今回は、Wordでポスターやチラシ、あるいは見出しの文字などをデザインする際に、文字と文字の間の隙間を微調整して美しく見せる「カーニング(文字間隔の調整)」のテクニックについて紹介します。
文字間隔(カーニング)とは
Wordで文章を打ち込んでいると、文字の形によっては、隣り合う文字との間に不自然な隙間が空いてしまうことがあります。例えば、「T」と「o」、あるいは「W」と「a」のようなアルファベットの組み合わせや、日本語の「「(カギカッコ)」や「。」(句読点)の前後などが代表的です。
この不自然な隙間を詰めて、文字列全体のバランスを均等に美しく見せるための調整作業を、デザイン用語で「カーニング」と呼びます。Wordの標準機能でも、この文字間隔の調整を細かく行うことが可能です。
文字間隔を広げる・狭くする基本操作
一部の文字だけ、あるいはタイトル全体の文字間隔を均等に広げたり狭めたりする基本的な手順です。
- 間隔を調整したい文字(複数可)をマウスでドラッグして選択します。
- 「ホーム」タブを開き、「フォント」グループの右下にある小さな矢印(ダイアログボックス起動ツール)をクリックします。
- 「フォント」ダイアログボックスが開いたら、上部の「詳細設定」タブを選択します。
- 「文字間隔」というドロップダウンリストから、「広く」または「狭く」を選択します。
- その右側にある「間隔」のボックスに、広げたい(または狭めたい)数値をポイント(pt)単位で入力し、「OK」をクリックします。
例えば、タイトルを横幅いっぱいに広げて堂々と見せたい場合は「広く」にして「5
pt」などに設定し、逆に文字が間延びしているのをキュッと引き締めたい場合は「狭く」にして「1 pt」などに設定します。
特定の文字の組み合わせだけを自動調整する
タイトルなどの大きな文字では不自然な隙間が目立ちやすいため、Wordには特定の欧文フォントの組み合わせ(「Wa」など)の隙間を自動的に詰めてくれる機能が備わっています。
カーニングの自動設定をオンにする
- 「フォント」ダイアログボックスの「詳細設定」タブを開きます。
- 「カーニングを行う」というチェックボックスにチェックを入れます。
- 右側の「現在のサイズ以上の文字」というボックスに、カーニングを適用させたい最小のフォントサイズを入力します。(例:見出しだけに適用したい場合は「14」など)
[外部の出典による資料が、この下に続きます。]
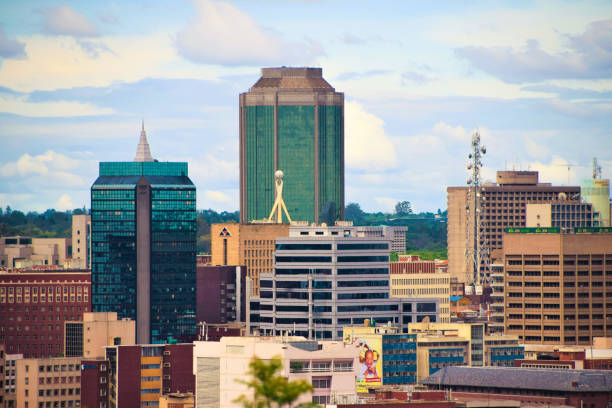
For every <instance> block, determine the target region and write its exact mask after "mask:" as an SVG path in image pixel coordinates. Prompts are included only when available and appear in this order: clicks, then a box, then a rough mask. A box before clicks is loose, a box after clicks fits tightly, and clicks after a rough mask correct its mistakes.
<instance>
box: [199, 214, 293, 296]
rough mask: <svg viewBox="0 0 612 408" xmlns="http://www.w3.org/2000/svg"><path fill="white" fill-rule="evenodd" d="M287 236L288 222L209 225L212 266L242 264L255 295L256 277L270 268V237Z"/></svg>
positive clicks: (275, 237) (255, 288)
mask: <svg viewBox="0 0 612 408" xmlns="http://www.w3.org/2000/svg"><path fill="white" fill-rule="evenodd" d="M288 236H289V224H236V223H226V224H212V225H211V227H210V248H211V255H212V261H211V263H212V265H234V266H237V265H244V266H246V267H247V271H248V275H247V276H248V277H249V278H251V279H252V280H253V294H254V295H255V296H259V276H260V275H261V274H262V273H272V271H273V270H274V240H275V239H276V238H281V237H288Z"/></svg>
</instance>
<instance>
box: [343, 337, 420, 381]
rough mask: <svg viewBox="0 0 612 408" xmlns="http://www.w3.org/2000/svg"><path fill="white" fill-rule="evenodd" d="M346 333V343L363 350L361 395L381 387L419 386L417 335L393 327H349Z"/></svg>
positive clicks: (360, 353) (361, 377) (343, 340)
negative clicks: (408, 333)
mask: <svg viewBox="0 0 612 408" xmlns="http://www.w3.org/2000/svg"><path fill="white" fill-rule="evenodd" d="M343 332H344V336H343V341H344V343H345V344H349V345H353V346H355V347H357V348H359V349H360V352H359V363H360V370H359V376H358V377H357V391H358V392H368V389H369V388H371V387H379V386H381V385H408V384H416V382H417V375H416V374H417V373H416V371H417V345H416V338H417V336H416V335H415V334H402V333H400V332H399V330H398V328H397V327H393V326H381V327H374V326H368V325H364V326H345V327H344V330H343ZM370 353H371V354H370ZM370 357H371V358H370Z"/></svg>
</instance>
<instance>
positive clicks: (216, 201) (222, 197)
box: [204, 190, 232, 203]
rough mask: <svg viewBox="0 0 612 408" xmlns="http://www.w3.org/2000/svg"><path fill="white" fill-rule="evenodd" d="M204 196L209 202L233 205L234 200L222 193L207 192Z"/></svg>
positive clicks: (210, 191)
mask: <svg viewBox="0 0 612 408" xmlns="http://www.w3.org/2000/svg"><path fill="white" fill-rule="evenodd" d="M204 196H205V197H206V198H207V200H210V201H215V202H217V203H231V202H232V199H231V198H230V197H229V196H228V195H227V194H225V193H224V192H222V191H214V190H206V191H204Z"/></svg>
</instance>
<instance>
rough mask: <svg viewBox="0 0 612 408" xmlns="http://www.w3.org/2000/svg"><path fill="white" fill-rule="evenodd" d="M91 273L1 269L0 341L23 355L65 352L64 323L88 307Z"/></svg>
mask: <svg viewBox="0 0 612 408" xmlns="http://www.w3.org/2000/svg"><path fill="white" fill-rule="evenodd" d="M90 293H91V274H90V273H89V272H85V271H82V270H67V271H53V272H33V271H27V272H16V273H7V272H0V343H3V344H5V346H6V353H8V354H16V353H21V354H23V356H24V357H25V358H30V357H54V356H59V355H61V354H62V353H63V352H64V322H66V321H73V320H81V319H82V316H83V313H84V312H89V311H90V310H91V299H90Z"/></svg>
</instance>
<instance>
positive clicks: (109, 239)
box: [91, 128, 197, 344]
mask: <svg viewBox="0 0 612 408" xmlns="http://www.w3.org/2000/svg"><path fill="white" fill-rule="evenodd" d="M91 229H92V308H93V311H95V312H116V313H117V315H118V317H119V318H130V319H133V320H135V321H136V340H137V342H138V343H143V344H147V343H151V342H153V343H159V342H164V341H169V340H172V339H185V340H192V339H193V338H194V337H195V331H196V315H195V307H196V294H195V287H196V230H197V227H196V189H195V186H194V184H193V183H192V182H191V180H190V179H189V177H188V174H187V163H173V162H158V161H156V160H153V158H152V157H151V154H150V149H149V145H148V143H147V139H146V134H145V131H144V128H143V130H142V132H141V138H140V143H139V145H138V150H137V154H136V159H135V161H133V162H101V163H100V176H99V177H98V178H97V180H96V181H95V182H94V184H93V185H92V187H91Z"/></svg>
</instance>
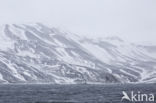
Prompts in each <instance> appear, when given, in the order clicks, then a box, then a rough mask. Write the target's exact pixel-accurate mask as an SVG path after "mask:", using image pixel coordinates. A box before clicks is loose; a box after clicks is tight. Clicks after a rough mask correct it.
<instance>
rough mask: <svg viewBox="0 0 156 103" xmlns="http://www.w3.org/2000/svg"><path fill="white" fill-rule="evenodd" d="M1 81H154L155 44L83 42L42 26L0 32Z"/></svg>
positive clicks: (105, 82)
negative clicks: (139, 44) (149, 45)
mask: <svg viewBox="0 0 156 103" xmlns="http://www.w3.org/2000/svg"><path fill="white" fill-rule="evenodd" d="M0 40H1V41H0V65H1V67H0V82H1V83H58V84H77V83H128V82H155V78H156V76H155V74H156V72H155V70H156V55H155V54H156V52H155V48H156V47H155V46H152V47H150V46H144V45H136V44H129V43H126V41H124V40H122V39H120V38H118V37H110V38H105V39H101V40H95V39H92V40H91V39H87V38H81V37H79V36H75V35H74V34H72V33H69V32H68V33H67V32H65V31H60V30H58V29H56V28H50V27H47V26H45V25H43V24H41V23H34V24H21V25H18V24H12V25H11V24H10V25H9V24H7V25H4V26H3V27H1V29H0Z"/></svg>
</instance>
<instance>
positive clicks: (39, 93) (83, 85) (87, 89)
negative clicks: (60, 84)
mask: <svg viewBox="0 0 156 103" xmlns="http://www.w3.org/2000/svg"><path fill="white" fill-rule="evenodd" d="M122 91H126V92H130V91H141V92H142V93H154V95H156V84H110V85H108V84H107V85H54V84H43V85H41V84H29V85H24V84H23V85H22V84H19V85H17V84H16V85H13V84H12V85H6V84H5V85H4V84H3V85H2V84H1V85H0V103H156V101H155V102H129V101H126V100H125V101H121V98H122V96H123V94H122ZM155 97H156V96H155Z"/></svg>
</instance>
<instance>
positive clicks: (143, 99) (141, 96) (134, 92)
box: [121, 91, 155, 102]
mask: <svg viewBox="0 0 156 103" xmlns="http://www.w3.org/2000/svg"><path fill="white" fill-rule="evenodd" d="M122 94H123V96H122V98H121V101H124V100H127V101H132V102H143V101H147V102H154V99H155V98H154V94H153V93H149V94H146V93H141V92H140V91H138V92H134V91H131V92H130V93H129V94H128V93H127V92H125V91H122Z"/></svg>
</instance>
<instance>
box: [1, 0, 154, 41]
mask: <svg viewBox="0 0 156 103" xmlns="http://www.w3.org/2000/svg"><path fill="white" fill-rule="evenodd" d="M27 22H43V23H48V24H49V25H52V26H56V27H60V28H65V29H67V30H68V31H71V32H73V33H76V34H80V35H85V36H89V37H103V36H119V37H121V38H123V39H125V40H130V41H133V42H142V41H148V42H152V43H156V0H0V23H1V24H6V23H27Z"/></svg>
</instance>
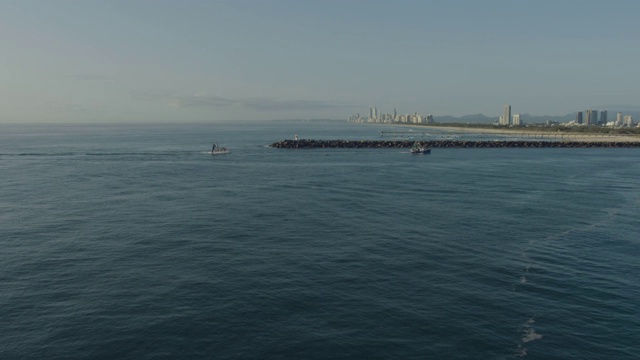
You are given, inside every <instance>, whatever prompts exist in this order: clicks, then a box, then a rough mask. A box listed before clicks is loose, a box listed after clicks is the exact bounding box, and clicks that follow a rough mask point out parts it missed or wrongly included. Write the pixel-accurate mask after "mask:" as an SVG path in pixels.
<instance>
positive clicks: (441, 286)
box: [0, 122, 640, 359]
mask: <svg viewBox="0 0 640 360" xmlns="http://www.w3.org/2000/svg"><path fill="white" fill-rule="evenodd" d="M390 129H394V128H389V127H381V126H375V125H352V124H346V123H329V122H326V123H308V122H307V123H304V122H260V123H248V124H247V123H243V124H241V125H236V124H210V125H137V126H133V125H109V126H106V125H105V126H99V125H92V126H79V125H74V126H72V125H66V126H62V125H57V126H54V125H48V126H45V125H24V126H18V125H0V180H1V187H0V246H1V248H0V358H1V359H511V358H519V357H525V358H527V359H637V358H638V356H640V355H638V354H639V352H640V305H639V304H640V301H639V300H638V299H639V298H640V275H638V274H640V262H639V261H638V257H639V256H640V240H639V239H638V238H639V237H638V232H639V230H640V221H639V220H638V215H639V214H640V192H639V189H638V184H639V181H640V162H638V159H639V156H640V151H639V150H637V149H434V150H433V152H432V154H430V155H419V156H416V155H410V154H409V153H408V151H407V150H402V149H362V150H353V149H323V150H320V149H318V150H282V149H272V148H268V147H267V145H268V144H270V143H272V142H275V141H278V140H283V139H291V138H293V135H294V134H298V135H299V136H300V138H314V139H375V138H379V131H380V130H390ZM213 142H218V143H219V144H220V145H221V146H227V147H229V148H231V149H232V153H231V154H228V155H222V156H211V155H210V154H207V153H206V152H207V151H208V150H209V149H210V147H211V144H212V143H213Z"/></svg>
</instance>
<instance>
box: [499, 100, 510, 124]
mask: <svg viewBox="0 0 640 360" xmlns="http://www.w3.org/2000/svg"><path fill="white" fill-rule="evenodd" d="M499 124H500V125H509V124H511V105H508V104H507V105H505V106H504V111H503V113H502V119H501V120H500V122H499Z"/></svg>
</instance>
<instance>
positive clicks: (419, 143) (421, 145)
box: [409, 141, 431, 154]
mask: <svg viewBox="0 0 640 360" xmlns="http://www.w3.org/2000/svg"><path fill="white" fill-rule="evenodd" d="M409 152H411V153H412V154H430V153H431V149H430V148H427V147H425V146H424V145H422V144H421V143H420V142H419V141H416V142H414V143H413V145H412V146H411V149H409Z"/></svg>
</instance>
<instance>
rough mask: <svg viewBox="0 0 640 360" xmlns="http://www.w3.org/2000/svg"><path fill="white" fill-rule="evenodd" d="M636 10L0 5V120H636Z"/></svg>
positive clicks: (399, 1) (25, 120)
mask: <svg viewBox="0 0 640 360" xmlns="http://www.w3.org/2000/svg"><path fill="white" fill-rule="evenodd" d="M639 11H640V4H638V3H637V2H635V1H630V0H621V1H618V2H616V3H615V6H612V5H610V4H608V3H604V2H600V1H594V0H585V1H574V0H568V1H564V2H552V1H549V0H542V1H538V2H535V3H514V2H512V1H507V0H492V1H487V2H482V3H479V2H476V1H471V0H456V1H452V2H446V3H437V4H436V3H430V2H420V1H411V0H402V1H399V2H391V1H381V0H372V1H352V2H341V1H336V0H323V1H305V2H300V1H293V0H276V1H272V2H262V1H257V0H256V1H253V0H247V1H241V2H240V1H216V2H200V1H185V2H177V1H175V2H173V1H161V2H158V1H151V0H140V1H135V2H128V1H104V2H100V1H97V2H87V1H80V0H59V1H44V0H34V1H28V2H18V1H15V2H14V1H4V2H0V31H2V33H3V41H2V42H0V54H2V56H1V57H0V81H1V82H2V86H0V123H9V122H76V123H88V122H181V121H226V120H232V121H239V120H270V119H301V118H302V119H309V118H334V119H339V118H344V114H349V113H355V112H357V111H358V110H359V109H363V108H367V107H368V106H369V104H372V103H374V104H377V106H378V109H392V108H394V107H398V108H402V109H412V112H420V113H430V114H439V115H445V114H446V115H451V116H463V115H467V114H478V113H481V114H487V115H491V116H493V114H495V113H496V111H495V109H499V108H500V107H501V106H503V105H504V99H509V103H510V104H511V105H512V106H513V107H514V108H517V109H519V110H518V112H519V113H521V114H536V115H564V114H569V113H574V112H575V111H576V110H575V109H586V108H592V109H604V108H607V109H609V110H611V111H627V110H625V109H622V108H623V107H624V108H628V109H633V111H638V110H640V103H639V102H638V99H640V92H639V90H638V87H637V84H636V82H637V80H636V79H635V78H634V77H633V76H629V75H630V74H633V73H635V72H636V66H635V61H633V59H636V58H638V57H639V56H640V49H638V47H637V46H636V44H635V43H636V41H635V39H637V38H638V36H640V28H639V27H637V26H636V25H635V22H636V20H635V14H637V13H638V12H639ZM603 20H604V21H603ZM588 23H598V24H602V26H598V27H589V26H584V24H588ZM542 24H544V25H542ZM594 46H597V47H598V48H599V49H600V50H599V51H598V52H593V51H592V49H593V47H594ZM505 53H509V54H513V55H514V56H507V57H505V56H504V54H505ZM593 84H598V86H593ZM614 104H619V105H614Z"/></svg>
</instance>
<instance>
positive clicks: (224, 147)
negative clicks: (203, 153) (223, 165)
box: [211, 143, 231, 155]
mask: <svg viewBox="0 0 640 360" xmlns="http://www.w3.org/2000/svg"><path fill="white" fill-rule="evenodd" d="M230 152H231V150H229V149H227V148H226V147H221V146H219V145H218V143H215V144H213V146H212V147H211V155H222V154H228V153H230Z"/></svg>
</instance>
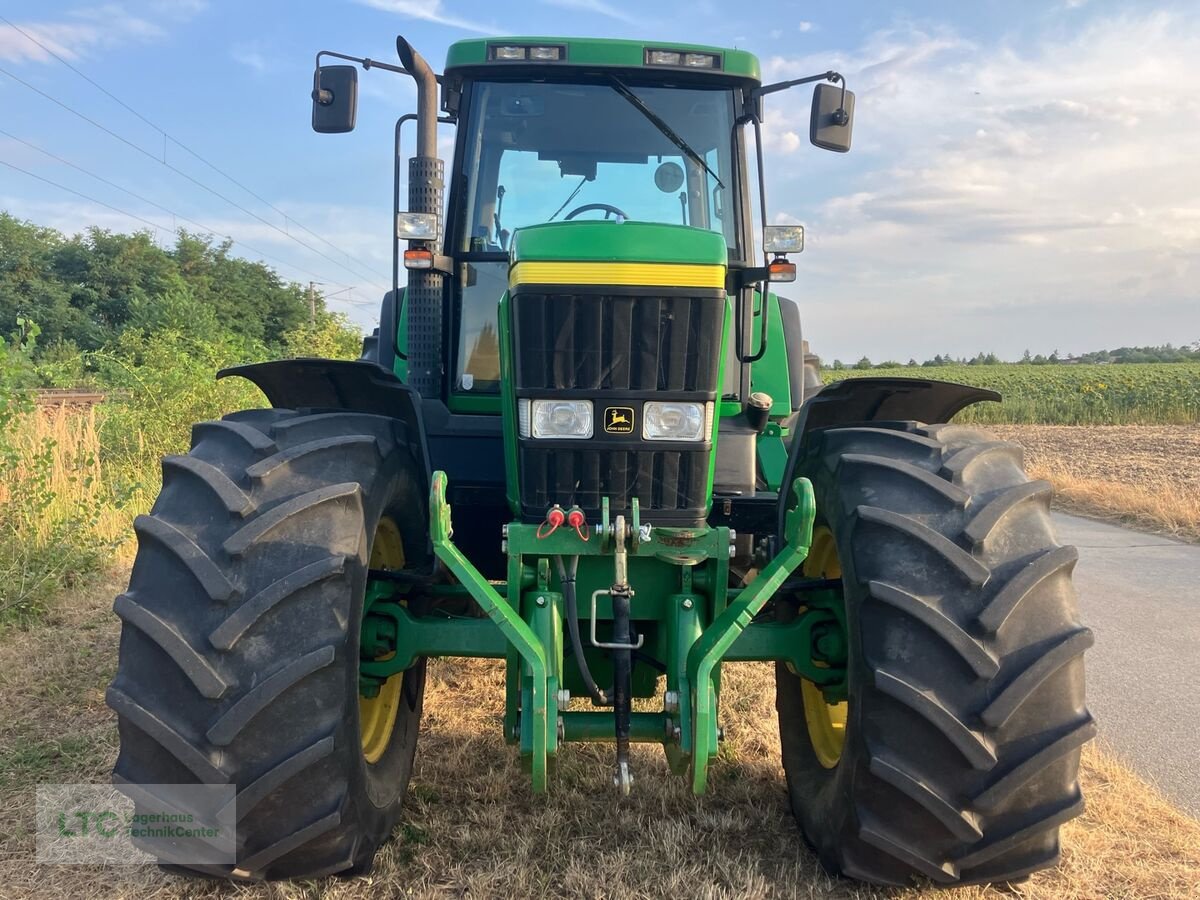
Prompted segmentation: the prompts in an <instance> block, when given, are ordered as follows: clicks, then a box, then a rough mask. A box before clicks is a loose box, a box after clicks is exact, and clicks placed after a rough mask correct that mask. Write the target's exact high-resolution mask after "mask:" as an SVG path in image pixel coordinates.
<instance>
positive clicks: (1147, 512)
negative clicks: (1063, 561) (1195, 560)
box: [988, 425, 1200, 541]
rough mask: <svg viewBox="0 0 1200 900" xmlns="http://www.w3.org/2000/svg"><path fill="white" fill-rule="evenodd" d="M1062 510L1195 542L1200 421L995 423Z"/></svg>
mask: <svg viewBox="0 0 1200 900" xmlns="http://www.w3.org/2000/svg"><path fill="white" fill-rule="evenodd" d="M988 430H989V431H991V432H992V433H995V434H998V436H1000V437H1002V438H1004V439H1006V440H1013V442H1015V443H1018V444H1020V445H1021V446H1024V448H1025V452H1026V464H1027V466H1028V469H1030V474H1031V475H1032V476H1033V478H1044V479H1046V480H1049V481H1051V482H1054V485H1055V487H1056V491H1057V496H1056V502H1057V503H1058V505H1060V506H1061V508H1063V509H1066V510H1069V511H1075V512H1081V514H1085V515H1090V516H1098V517H1102V518H1111V520H1114V521H1118V522H1122V523H1127V524H1132V526H1134V527H1136V528H1144V529H1150V530H1156V532H1162V533H1165V534H1170V535H1174V536H1176V538H1181V539H1183V540H1193V541H1200V425H1164V426H1156V425H1110V426H1084V425H1080V426H1074V425H1062V426H1060V425H994V426H989V428H988Z"/></svg>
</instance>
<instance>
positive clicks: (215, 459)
mask: <svg viewBox="0 0 1200 900" xmlns="http://www.w3.org/2000/svg"><path fill="white" fill-rule="evenodd" d="M402 427H403V426H402V425H400V424H398V422H396V421H395V420H392V419H388V418H383V416H372V415H359V414H353V413H341V412H332V413H299V412H294V410H283V409H260V410H247V412H245V413H235V414H233V415H229V416H226V418H224V419H222V420H220V421H211V422H200V424H199V425H197V426H196V428H194V430H193V434H192V449H191V452H188V454H187V455H186V456H176V457H167V458H166V460H164V461H163V488H162V493H161V494H160V497H158V499H157V502H156V503H155V505H154V509H152V510H151V512H150V515H149V516H139V517H138V520H137V522H136V523H134V529H136V530H137V534H138V554H137V558H136V560H134V564H133V572H132V576H131V581H130V588H128V590H127V592H126V593H124V594H121V596H119V598H118V599H116V602H115V611H116V613H118V616H120V618H121V619H122V629H121V643H120V658H119V662H118V671H116V677H115V679H114V680H113V684H112V686H110V688H109V690H108V703H109V706H110V707H113V709H115V710H116V713H118V718H119V728H120V738H121V749H120V756H119V757H118V761H116V767H115V769H114V773H113V775H114V781H116V782H119V784H120V782H131V784H134V785H155V784H163V785H166V784H214V785H235V786H236V808H235V809H236V820H238V830H236V845H238V850H236V863H235V864H234V865H228V866H211V865H197V866H193V869H194V870H196V871H200V872H203V874H205V875H210V876H211V875H215V876H220V877H236V878H252V880H263V878H296V877H314V876H319V875H329V874H334V872H338V871H344V870H352V869H353V870H360V871H361V870H364V869H367V868H370V865H371V860H372V859H373V857H374V853H376V850H377V848H378V846H379V844H380V842H382V841H383V840H385V839H386V838H388V836H389V834H390V833H391V829H392V828H394V826H395V823H396V821H397V818H398V816H400V810H401V802H402V798H403V796H404V791H406V787H407V784H408V779H409V775H410V774H412V768H413V755H414V751H415V746H416V733H418V727H419V722H420V714H421V698H422V696H424V689H425V665H424V660H422V661H421V662H419V664H418V665H416V666H414V667H413V668H410V670H408V671H407V672H403V673H401V674H397V676H394V677H392V679H390V680H389V683H386V684H385V686H384V691H382V692H380V695H382V696H388V697H390V698H392V700H394V701H395V708H394V709H391V710H390V712H389V714H388V715H385V716H384V719H385V720H386V721H385V727H384V731H382V732H380V730H379V727H378V726H377V727H376V728H374V731H373V732H372V730H371V727H364V725H362V724H361V722H362V721H367V720H368V719H370V718H371V716H367V715H365V712H366V708H364V710H360V702H359V635H360V625H361V617H362V605H364V594H365V588H366V580H367V571H368V566H377V565H388V566H390V568H414V566H421V565H422V564H424V563H425V562H426V547H427V538H426V532H425V529H426V521H427V520H426V514H425V496H424V478H422V475H421V473H420V470H419V469H418V467H416V463H415V461H414V460H413V457H412V456H410V455H409V452H408V450H407V449H406V448H407V445H406V442H404V440H403V434H402ZM397 540H398V541H400V546H401V551H400V556H398V560H400V562H398V564H397V563H396V560H397V553H396V541H397ZM384 544H386V545H388V547H386V548H385V547H384ZM384 550H386V552H384ZM392 682H395V684H392ZM389 685H391V686H392V688H395V690H389ZM374 718H376V719H378V718H379V716H378V715H376V716H374ZM368 733H373V738H372V739H371V742H368V740H367V734H368ZM368 744H370V746H368ZM185 868H186V866H185Z"/></svg>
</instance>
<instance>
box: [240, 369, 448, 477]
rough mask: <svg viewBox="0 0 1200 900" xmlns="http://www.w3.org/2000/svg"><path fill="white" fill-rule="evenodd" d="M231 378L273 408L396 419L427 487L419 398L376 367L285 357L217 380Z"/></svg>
mask: <svg viewBox="0 0 1200 900" xmlns="http://www.w3.org/2000/svg"><path fill="white" fill-rule="evenodd" d="M229 377H238V378H245V379H246V380H248V382H251V383H253V384H254V386H257V388H258V389H259V390H260V391H263V394H265V395H266V400H268V402H269V403H270V404H271V406H272V407H277V408H283V409H344V410H346V412H349V413H366V414H368V415H385V416H388V418H390V419H396V420H397V421H400V422H401V424H402V425H403V426H404V439H406V440H407V443H408V449H409V452H412V455H413V458H414V460H416V462H418V464H420V466H421V467H424V472H425V476H426V484H428V478H430V473H431V472H432V467H431V464H430V450H428V443H427V440H426V438H425V421H424V419H422V418H421V398H420V395H418V392H416V390H415V389H414V388H412V386H409V385H407V384H404V383H403V382H401V380H400V379H398V378H397V377H396V376H395V374H394V373H392V372H389V371H388V370H386V368H383V367H382V366H379V365H378V364H376V362H371V361H366V360H337V359H317V358H305V359H283V360H274V361H271V362H254V364H251V365H247V366H232V367H229V368H222V370H221V371H220V372H217V378H229Z"/></svg>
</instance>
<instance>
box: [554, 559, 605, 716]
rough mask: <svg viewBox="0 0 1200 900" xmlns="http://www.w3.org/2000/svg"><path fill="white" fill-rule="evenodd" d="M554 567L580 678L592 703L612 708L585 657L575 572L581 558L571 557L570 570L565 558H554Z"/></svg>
mask: <svg viewBox="0 0 1200 900" xmlns="http://www.w3.org/2000/svg"><path fill="white" fill-rule="evenodd" d="M554 565H556V568H557V569H558V581H559V582H562V584H563V600H564V601H565V604H566V631H568V634H569V635H570V638H571V652H572V653H574V654H575V665H577V666H578V668H580V678H582V679H583V686H584V688H587V689H588V694H589V695H590V697H592V702H593V703H595V704H596V706H598V707H606V706H610V700H608V695H607V694H605V692H604V691H602V690H600V686H599V685H598V684H596V682H595V679H594V678H593V677H592V671H590V670H589V668H588V660H587V656H584V655H583V641H582V638H581V637H580V605H578V602H577V600H576V596H575V572H576V571H577V570H578V566H580V558H578V557H571V568H570V570H568V569H566V566H564V565H563V558H562V557H560V556H559V557H554Z"/></svg>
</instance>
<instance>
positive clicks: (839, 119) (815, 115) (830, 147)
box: [809, 84, 854, 154]
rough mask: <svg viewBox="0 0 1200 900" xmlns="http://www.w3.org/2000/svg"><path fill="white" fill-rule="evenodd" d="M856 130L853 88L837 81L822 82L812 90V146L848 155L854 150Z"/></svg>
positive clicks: (811, 133) (809, 133)
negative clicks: (853, 137) (851, 145)
mask: <svg viewBox="0 0 1200 900" xmlns="http://www.w3.org/2000/svg"><path fill="white" fill-rule="evenodd" d="M844 98H845V106H842V100H844ZM853 130H854V94H853V91H847V90H845V89H844V88H841V86H839V85H835V84H818V85H817V86H816V90H814V91H812V118H811V119H810V120H809V140H811V142H812V145H814V146H820V148H821V149H822V150H833V151H834V152H839V154H844V152H846V151H847V150H850V138H851V133H852V132H853Z"/></svg>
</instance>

この設定を有効にしておくと、Wordが自動的に文字の形状を判断し、重ならないギリギリの美しいバランスまで間隔を詰めてくれます。特にアルファベットを多用するデザインでは、このチェックを入れるだけで見栄えが劇的に良くなります。
日本語の句読点やカッコの隙間を調整する
アルファベットだけでなく、日本語の文章でも、行頭の「「」や、行末の「。」が連続した時に、余計な空白が生まれてしまうことがあります。
文字の配置(文字幅と間隔)の設定
日本語特有の記号の隙間を調整するには、段落の設定を使用します。
- 調整したい段落を選択します。
- 「ホーム」タブの「段落」グループの右下にある矢印をクリックし、「段落」ダイアログボックスを開きます。
- 「体裁」タブを選択します。
- 「文字の配置」や「文字幅と間隔」という項目を確認します。
ここにある「日本語と英数字の間隔を自動調整する」や「日本語と数字の間隔を自動調整する」のチェックを外すと、Wordが勝手に開けていた隙間がなくなり、文字が等間隔で並ぶようになります。また、句読点などのぶら下がり(行末からはみ出させる設定)もこのタブで細かく制御できます。
まとめ
Wordでの文書作成において、文字間隔(カーニング)は、少しの調整で全体のプロフェッショナル感を大きく引き上げることができる重要な要素です。特に、大きな文字で構成されるタイトルや見出し、ポスターのデザインなどでは、文字と文字の間の「余白のバランス」が印象を左右します。フォントダイアログの詳細設定から「間隔の数値指定」や「自動カーニング」を使いこなして、文字の美しさにこだわった資料作りに挑戦してみてはいかがでしょうか。